You may deduct the interest paid on your refinanced loan as long as you meet the criteria laid out above. You can claim the deduction every year that you make payments on your loan. However, you can only deduct the interest that you paid during that year. For example, you might pay $1,000 on your mortgage loan during the 2019 tax year but you can only deduct $1,000 from your taxes. This means that as your loan gets closer to maturity, you’ll be able to claim less and less in interest deductions because more of your payments go toward the principal.
Not sure how much money you paid in interest this year? Your mortgage lender will send you a document called Form 1098 at the beginning of each new tax year. This is your Mortgage Interest Statement, and it tells you exactly how much you paid in interest. You don’t need to include a copy of your Form 1098 with your tax return, but your lender is responsible for forwarding the IRS a copy. If you don’t receive a Form 1098 by mail or you have questions about the balance on your statement, contact your lender.
Discount Points And Closing Costs
You cannot deduct the total amount that you paid at closing the year that you refinance if you buy discount points. Instead, you must spread your deductions over the total course of your loan. For example, let’s say that you paid $5,000 at closing for discount points. Let’s also say that your refinanced loan has 10 years left on its term. You would only be able to deduct $500 per year from your federal taxes. However, you can claim this deduction every year until your loan matures.
The same rules apply for closing costs on a rental property refinance. For example, if you spent $15,000 on closing costs for a 15-year refinance, you’d deduct $1,000 a year until your loan matures.
Remember that tax laws can change on a year-to-year basis. If you aren’t sure about the rules for this year, consider speaking to a CPA or other tax professional.
Mortgage Tax Deduction Restrictions
Keep in mind that most deductions only apply for homeowners who itemize their deductions. This means adding up all the individual deductions you qualify for and deducting them from your taxable income. You may choose to itemize your deductions or take the standard deduction. The standard deduction is a single deduction that anyone can claim, no questions asked. The standard deductions for 2019 are as follows:
- $12,200 for single filers
- $24,400 for married couples filing jointly
You cannot deduct things like interest and mortgage points if you take the standard deduction. This rule applies for both primary residence refinances as well as investment property deductions.
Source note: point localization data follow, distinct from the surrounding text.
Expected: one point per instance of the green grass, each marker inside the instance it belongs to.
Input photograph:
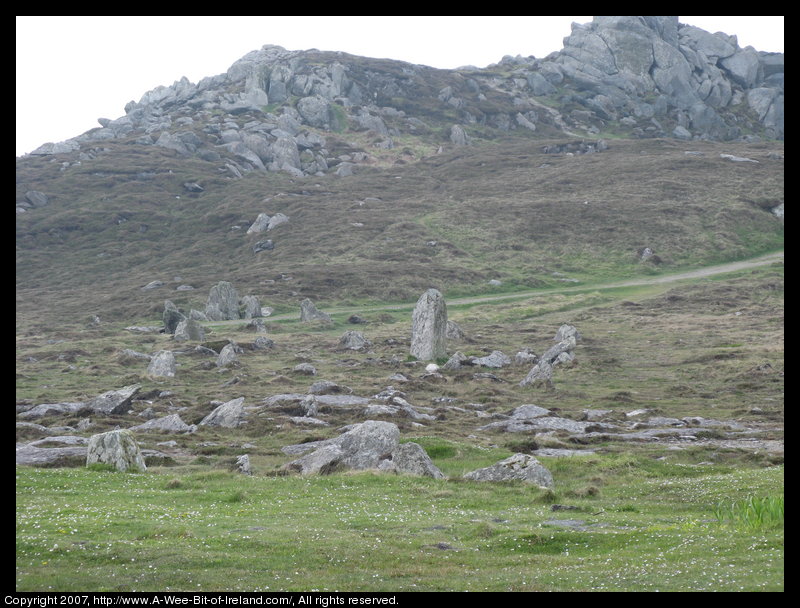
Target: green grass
(81, 530)
(753, 513)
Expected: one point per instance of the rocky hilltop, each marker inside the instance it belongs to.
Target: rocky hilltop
(276, 109)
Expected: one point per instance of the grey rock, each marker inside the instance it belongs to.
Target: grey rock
(429, 327)
(541, 374)
(115, 401)
(228, 355)
(265, 245)
(251, 307)
(305, 368)
(243, 464)
(36, 198)
(117, 448)
(354, 340)
(260, 224)
(496, 359)
(522, 467)
(223, 302)
(190, 329)
(167, 424)
(34, 456)
(309, 312)
(162, 365)
(412, 459)
(53, 409)
(228, 415)
(172, 317)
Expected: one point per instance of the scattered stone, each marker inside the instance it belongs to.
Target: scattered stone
(114, 402)
(454, 331)
(228, 356)
(243, 464)
(354, 340)
(429, 327)
(260, 224)
(167, 424)
(541, 374)
(309, 312)
(222, 303)
(411, 458)
(117, 448)
(190, 329)
(162, 365)
(496, 359)
(228, 415)
(305, 368)
(364, 446)
(521, 467)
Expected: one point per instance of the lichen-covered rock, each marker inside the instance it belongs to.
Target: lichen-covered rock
(162, 365)
(228, 415)
(117, 448)
(522, 467)
(429, 327)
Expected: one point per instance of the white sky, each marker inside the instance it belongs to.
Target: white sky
(73, 70)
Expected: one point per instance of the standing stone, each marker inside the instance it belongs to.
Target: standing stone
(172, 317)
(189, 329)
(162, 365)
(309, 312)
(251, 307)
(519, 466)
(223, 302)
(114, 402)
(227, 415)
(117, 448)
(429, 327)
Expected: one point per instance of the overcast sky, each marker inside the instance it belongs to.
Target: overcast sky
(73, 70)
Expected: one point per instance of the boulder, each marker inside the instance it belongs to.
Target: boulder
(223, 302)
(251, 307)
(190, 329)
(412, 459)
(354, 340)
(522, 467)
(260, 224)
(496, 359)
(115, 401)
(167, 424)
(362, 447)
(309, 312)
(228, 356)
(228, 415)
(162, 365)
(429, 327)
(117, 448)
(172, 317)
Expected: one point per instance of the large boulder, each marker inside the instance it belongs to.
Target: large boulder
(522, 467)
(309, 312)
(228, 415)
(162, 365)
(115, 401)
(223, 302)
(117, 448)
(429, 327)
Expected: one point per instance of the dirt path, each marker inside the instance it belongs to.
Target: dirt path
(670, 278)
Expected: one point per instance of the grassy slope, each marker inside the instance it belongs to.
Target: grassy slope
(508, 213)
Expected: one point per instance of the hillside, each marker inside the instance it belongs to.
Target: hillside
(648, 401)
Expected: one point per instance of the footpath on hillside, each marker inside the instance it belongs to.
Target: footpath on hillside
(706, 271)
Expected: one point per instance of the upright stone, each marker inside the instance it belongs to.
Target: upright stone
(309, 312)
(117, 448)
(223, 302)
(172, 317)
(429, 327)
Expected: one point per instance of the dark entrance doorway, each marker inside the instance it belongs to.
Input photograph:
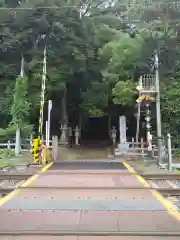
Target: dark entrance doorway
(95, 130)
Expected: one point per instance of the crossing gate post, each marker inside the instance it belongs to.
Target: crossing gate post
(46, 155)
(36, 150)
(55, 148)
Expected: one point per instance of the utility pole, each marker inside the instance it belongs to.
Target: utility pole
(158, 112)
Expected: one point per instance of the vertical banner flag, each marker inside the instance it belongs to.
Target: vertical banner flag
(42, 95)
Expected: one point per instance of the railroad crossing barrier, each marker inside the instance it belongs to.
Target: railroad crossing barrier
(36, 150)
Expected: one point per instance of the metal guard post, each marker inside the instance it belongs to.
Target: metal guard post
(46, 155)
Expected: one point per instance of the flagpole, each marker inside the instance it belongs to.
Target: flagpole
(43, 86)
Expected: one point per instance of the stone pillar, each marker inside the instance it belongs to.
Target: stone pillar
(123, 146)
(113, 135)
(77, 135)
(148, 129)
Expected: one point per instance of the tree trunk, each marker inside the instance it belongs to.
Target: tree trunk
(64, 117)
(18, 141)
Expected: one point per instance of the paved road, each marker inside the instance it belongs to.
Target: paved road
(80, 206)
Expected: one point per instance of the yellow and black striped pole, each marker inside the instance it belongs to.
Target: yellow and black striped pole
(36, 150)
(41, 116)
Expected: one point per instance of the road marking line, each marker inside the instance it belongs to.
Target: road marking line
(167, 204)
(25, 184)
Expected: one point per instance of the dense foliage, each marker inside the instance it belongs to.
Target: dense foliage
(95, 56)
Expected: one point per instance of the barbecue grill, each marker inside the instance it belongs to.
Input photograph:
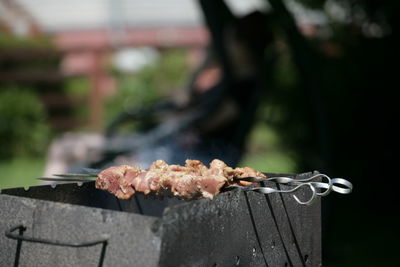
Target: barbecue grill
(77, 225)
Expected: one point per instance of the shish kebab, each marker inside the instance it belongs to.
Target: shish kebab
(195, 180)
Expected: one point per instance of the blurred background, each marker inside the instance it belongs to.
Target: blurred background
(280, 86)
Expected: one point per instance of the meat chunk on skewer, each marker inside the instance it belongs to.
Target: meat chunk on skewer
(192, 181)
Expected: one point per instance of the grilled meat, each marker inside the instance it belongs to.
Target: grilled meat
(192, 181)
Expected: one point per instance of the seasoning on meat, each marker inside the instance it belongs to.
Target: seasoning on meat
(192, 181)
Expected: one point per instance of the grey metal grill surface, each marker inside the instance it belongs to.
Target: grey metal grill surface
(237, 228)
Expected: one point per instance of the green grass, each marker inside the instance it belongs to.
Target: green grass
(20, 172)
(265, 152)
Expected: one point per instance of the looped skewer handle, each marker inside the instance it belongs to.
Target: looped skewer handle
(318, 188)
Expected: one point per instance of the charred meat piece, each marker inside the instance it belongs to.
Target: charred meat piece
(192, 181)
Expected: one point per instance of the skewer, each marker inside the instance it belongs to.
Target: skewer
(315, 183)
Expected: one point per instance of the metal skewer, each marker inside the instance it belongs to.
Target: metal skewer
(317, 188)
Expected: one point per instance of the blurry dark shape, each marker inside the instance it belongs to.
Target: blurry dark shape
(224, 93)
(338, 116)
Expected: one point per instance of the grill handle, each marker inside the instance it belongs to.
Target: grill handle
(20, 237)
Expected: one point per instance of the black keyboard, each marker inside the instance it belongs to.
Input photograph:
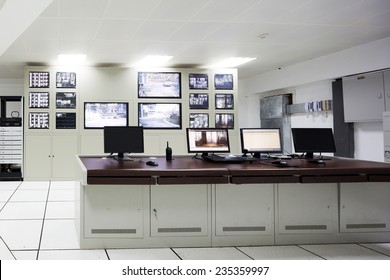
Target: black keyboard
(227, 159)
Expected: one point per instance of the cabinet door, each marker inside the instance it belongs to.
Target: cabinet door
(307, 208)
(113, 211)
(178, 210)
(64, 149)
(363, 97)
(364, 207)
(244, 209)
(386, 82)
(37, 157)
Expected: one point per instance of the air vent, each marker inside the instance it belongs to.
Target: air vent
(113, 231)
(306, 227)
(170, 230)
(363, 226)
(243, 229)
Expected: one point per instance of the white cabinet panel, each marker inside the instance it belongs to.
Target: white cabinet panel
(244, 209)
(364, 98)
(113, 211)
(307, 208)
(364, 207)
(179, 210)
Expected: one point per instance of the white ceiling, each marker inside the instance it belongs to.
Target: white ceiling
(197, 33)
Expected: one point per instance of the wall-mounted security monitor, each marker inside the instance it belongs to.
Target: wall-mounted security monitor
(120, 140)
(259, 141)
(207, 140)
(313, 140)
(101, 114)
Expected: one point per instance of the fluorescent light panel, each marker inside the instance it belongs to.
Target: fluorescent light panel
(71, 59)
(233, 62)
(154, 60)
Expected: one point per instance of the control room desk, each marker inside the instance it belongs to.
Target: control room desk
(189, 202)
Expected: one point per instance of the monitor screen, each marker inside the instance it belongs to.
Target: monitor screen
(101, 114)
(208, 140)
(123, 139)
(260, 140)
(313, 140)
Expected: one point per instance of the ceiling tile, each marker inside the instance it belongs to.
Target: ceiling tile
(111, 29)
(82, 9)
(125, 9)
(177, 9)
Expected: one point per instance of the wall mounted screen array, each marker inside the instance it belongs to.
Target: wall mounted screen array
(123, 139)
(259, 141)
(207, 140)
(101, 114)
(313, 140)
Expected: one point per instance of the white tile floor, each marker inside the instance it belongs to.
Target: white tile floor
(36, 222)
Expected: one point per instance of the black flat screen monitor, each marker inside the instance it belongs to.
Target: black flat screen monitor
(259, 141)
(123, 139)
(207, 140)
(313, 140)
(101, 114)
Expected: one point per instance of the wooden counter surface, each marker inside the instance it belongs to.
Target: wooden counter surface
(186, 170)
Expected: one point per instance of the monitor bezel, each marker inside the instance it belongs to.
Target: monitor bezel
(129, 149)
(105, 123)
(207, 150)
(260, 151)
(310, 152)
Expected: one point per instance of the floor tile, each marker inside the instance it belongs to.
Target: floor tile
(278, 253)
(23, 210)
(142, 254)
(34, 185)
(29, 195)
(383, 248)
(5, 253)
(21, 234)
(220, 253)
(61, 195)
(344, 252)
(59, 234)
(60, 210)
(64, 185)
(25, 255)
(9, 185)
(5, 195)
(72, 255)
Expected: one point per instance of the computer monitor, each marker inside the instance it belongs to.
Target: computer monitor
(123, 139)
(207, 140)
(259, 141)
(313, 140)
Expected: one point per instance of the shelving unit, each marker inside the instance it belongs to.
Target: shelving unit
(11, 138)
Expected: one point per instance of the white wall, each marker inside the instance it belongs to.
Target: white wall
(312, 79)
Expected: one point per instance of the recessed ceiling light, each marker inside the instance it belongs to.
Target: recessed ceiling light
(154, 60)
(233, 62)
(71, 59)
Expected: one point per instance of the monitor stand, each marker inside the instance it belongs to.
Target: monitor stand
(121, 157)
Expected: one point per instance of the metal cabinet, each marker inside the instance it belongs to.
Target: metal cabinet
(180, 210)
(307, 208)
(364, 207)
(364, 97)
(242, 210)
(113, 211)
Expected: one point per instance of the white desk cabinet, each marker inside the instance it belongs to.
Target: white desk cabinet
(113, 211)
(364, 207)
(180, 210)
(246, 209)
(307, 208)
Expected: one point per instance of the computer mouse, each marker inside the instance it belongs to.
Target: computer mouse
(152, 163)
(280, 163)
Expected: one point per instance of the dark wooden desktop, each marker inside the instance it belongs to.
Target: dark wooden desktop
(185, 169)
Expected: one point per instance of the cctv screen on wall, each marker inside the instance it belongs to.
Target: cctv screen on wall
(101, 114)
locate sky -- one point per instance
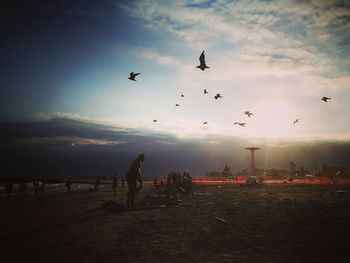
(70, 60)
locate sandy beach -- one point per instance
(232, 223)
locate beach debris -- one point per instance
(221, 219)
(341, 192)
(113, 206)
(251, 181)
(218, 96)
(240, 123)
(202, 64)
(248, 113)
(133, 75)
(220, 188)
(325, 99)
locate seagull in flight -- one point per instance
(248, 113)
(202, 65)
(217, 96)
(133, 75)
(325, 99)
(240, 123)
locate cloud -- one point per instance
(59, 140)
(157, 58)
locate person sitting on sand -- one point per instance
(133, 175)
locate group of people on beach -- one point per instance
(22, 186)
(115, 183)
(179, 184)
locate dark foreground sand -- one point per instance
(271, 223)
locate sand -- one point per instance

A deduction is a subtraction you can claim on your federal taxes that reduces your tax burden. There are a number of tax deductions that you can take advantage of if you refinance a mortgage loan. You can deduct the full amount of interest you pay on your loan in the last year if you did a standard refinance on a primary or secondary residence. You can only deduct 100% of your interest if you take a cash-out refinance, particularly if you use the money for a capital home improvement. Otherwise, you can only deduct the percentage of interest you paid on your original loan balance.
You can also deduct your discount points and any closing costs you pay toward a refinance on an investment property. You must spread these costs over the total term of your refinance and can only deduct these expenses if you itemize your deductions.